4. Draft agreements to be entered into with a Securities/ Commodities Exchange and agreements with Clients;

5. Draft brokerage agreement to be entered into with clients

6. An Internal Procedures Manual;

7. An Anti-Money Laundering & Compliance Procedures Manual;

8. Details of proposed membership with an Exchange, clearing and settlement facility, etc;

9. Details of procedures and systems to prevent conflicts of interest, terrorism and money laundering;

10. Confirmation Letter that the Investment Dealer will maintain the minimum capital required and will not start operation until this is paid in a bank account.

11. An indication as from where the company intends to operate;

12. Indication of the profile and location of the target clients of the company;

13. Details of the modus operandi of the company (mode of operation);

14. Confirmation whether the company will have a trading platform and details thereof;

15. Due diligence documents on directors, shareholders, all officers, beneficial owners, etc. as per below:

Passports
Certified to be true copy by an attorney, notary public, solicitor, public accountant, director of a trust company (‘Approved Certifier’).

Bank reference Letter

Original letter of reference from your bank, confirming the length of time the account has been opened (should be minimum 2 years) and that it has been conducted satisfactorily.

Curriculum Vitae (duly signed)

Stating qualifications, work history, qualification, experience/expertise in investment/securities management and present occupation. It should also include details of the source of the funds from the shareholder or beneficial owner only.
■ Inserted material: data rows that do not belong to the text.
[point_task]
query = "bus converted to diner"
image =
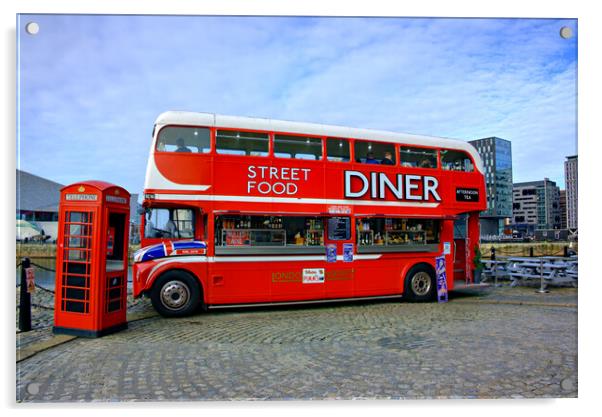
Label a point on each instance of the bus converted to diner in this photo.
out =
(247, 211)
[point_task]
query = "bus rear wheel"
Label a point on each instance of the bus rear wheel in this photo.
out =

It is also important to have the CV of the officer who has the experience and qualifications required under the Securities Act 2005 and that is clearly mentioned in the CV;

Personal Questionnaire (to be filled and signed)

Proof of address

Utility Bill/Credit card statement / Bank statement-less than 3 months old;original or certified copy by Approved Certifier.

Kindly note that the above documents are required for successful application of a Category 1 Global Business Licence and Investment Dealer.